All of the things that he had not known were closing in on him at once. The frenzy building in Freya's eyes was chasing them all towards him, leading the charge to stab through what he had once assured himself of; that she must not be able to cry from her own sadness. He stood trapped at the gates of knowledge staring into a mounting wave of truth.
"You didn't mean to?" she said, coming at him with sudden ferocity. "You didn't mean anything by it? You didn't think past getting to have some fun, and then you realized—?"
"No."
Her jaw snapped tightly shut at his harsh tone. He softened only his speech as he met her head on, leaning in so she could see past the red to the unflinching seriousness on his face.
"No, I did not—and would not—use you for some 'fun.'"
She regarded him yet again, and as she deliberated for some time, he had the jolting realization that he had never before seen her come away from inspecting him without conviction.
"Fine," she relented, taking a breath that did not seem to steady her, but released him from her direct wrath. "Fine, you didn't... It was just some freak accident, then. You ran out of here like that because you were as shocked as anyone, I'm sure."
He was still trying to compose himself from standing trial for such a thing when her voice dipped back low again.
"Or... you ran out because you realized you didn't want..."
"Because I didn't want to ruin our friendship," he interjected.
However, far and away, perhaps in the far away land that he had imagined this sentence as a knight riding in to save the day, far, far away from exemplifying his noble cause and rectifying this misdeed, he watched in confusion as her face crumpled even more, staring as if he had trod on her last remnants of hope.
"Is that why you came up here?" she said slowly, each word laid down as if she were discovering them one by one. "To... to save our friendship?" She actually seemed to cough out a laugh as her rapidly blinking face finally turned away from him. "You want—to be friends. You didn't want to ruin..." Her hands came up to squash over her face, covering her eyes before coming off to look up at him helplessly. "What exactly was friendly between us?"
He blinked, but it didn't seem to refresh his eyes nor his brain. She was still staring at him waiting for an answer that his mind couldn't seem to find in all its rifling. It was instead showing him images of his hand closing over hers and swinging with the stride of their steps, reminding him of the feeling of biting at his widely stretching lip, sending up from his stomach the feeling that her laughter gave him.
"We... It's natural that... women are more... so friendship with one would be—"
The pique of her brows fully extended, it was her neck that rose up next, followed by her straightening back, until she was completely drawn up and looking ready for a fight if he were to continue.
"Be what? Women are more what, Severus?"
If he could have backed himself up fast enough to reverse time he would have; to a time before he had started mentally mumbling the lame excuses that absolved his conscious and hid away his intentions from the forefront of his mind.

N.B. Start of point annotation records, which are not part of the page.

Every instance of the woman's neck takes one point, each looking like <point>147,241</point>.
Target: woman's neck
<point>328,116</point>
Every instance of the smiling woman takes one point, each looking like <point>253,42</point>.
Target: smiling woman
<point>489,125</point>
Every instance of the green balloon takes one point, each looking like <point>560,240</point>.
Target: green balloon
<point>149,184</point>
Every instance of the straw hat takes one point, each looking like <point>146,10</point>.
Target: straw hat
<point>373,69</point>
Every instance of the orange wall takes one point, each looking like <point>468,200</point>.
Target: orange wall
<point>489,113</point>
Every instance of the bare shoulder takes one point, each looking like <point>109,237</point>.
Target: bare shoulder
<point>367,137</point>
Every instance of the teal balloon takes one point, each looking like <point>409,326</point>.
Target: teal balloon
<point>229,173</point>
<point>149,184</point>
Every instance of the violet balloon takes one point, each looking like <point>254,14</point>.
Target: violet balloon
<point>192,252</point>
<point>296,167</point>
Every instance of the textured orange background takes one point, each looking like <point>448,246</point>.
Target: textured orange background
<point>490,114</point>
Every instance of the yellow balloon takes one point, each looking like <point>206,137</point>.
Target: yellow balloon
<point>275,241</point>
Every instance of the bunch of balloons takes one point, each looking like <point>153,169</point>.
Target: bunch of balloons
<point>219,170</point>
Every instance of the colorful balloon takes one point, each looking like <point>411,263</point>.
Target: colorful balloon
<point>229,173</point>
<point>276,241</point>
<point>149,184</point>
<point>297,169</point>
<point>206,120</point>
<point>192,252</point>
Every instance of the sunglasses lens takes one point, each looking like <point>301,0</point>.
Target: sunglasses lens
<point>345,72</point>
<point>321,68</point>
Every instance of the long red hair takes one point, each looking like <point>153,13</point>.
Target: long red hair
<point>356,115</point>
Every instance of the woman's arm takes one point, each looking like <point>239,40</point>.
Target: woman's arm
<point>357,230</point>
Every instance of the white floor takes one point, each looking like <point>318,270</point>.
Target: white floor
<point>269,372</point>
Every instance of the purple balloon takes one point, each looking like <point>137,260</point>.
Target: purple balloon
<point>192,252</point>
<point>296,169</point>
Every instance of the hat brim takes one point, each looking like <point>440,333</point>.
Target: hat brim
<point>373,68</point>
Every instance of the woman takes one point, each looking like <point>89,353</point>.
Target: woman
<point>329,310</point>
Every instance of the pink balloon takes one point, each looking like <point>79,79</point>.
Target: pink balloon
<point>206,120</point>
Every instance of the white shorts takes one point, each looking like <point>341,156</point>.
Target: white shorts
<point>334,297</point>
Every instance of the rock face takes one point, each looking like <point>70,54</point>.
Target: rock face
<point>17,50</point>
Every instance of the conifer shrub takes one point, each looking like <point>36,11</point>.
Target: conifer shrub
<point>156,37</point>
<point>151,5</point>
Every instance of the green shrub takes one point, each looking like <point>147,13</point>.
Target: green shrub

She scoffed at his silent waffling.
"Unbelievable... You can't be serious. Just what sort of friendships with women have you been having?"
There was a single second of time where he was still consumed wracking his brain to find a way out from under this, when the dramatic change in expression across her features flipped his pace. As her brows rose yet again, scrutinizing him with some dawning realization, his shot down, warning away from whatever very dangerous line it was which she was peeking over.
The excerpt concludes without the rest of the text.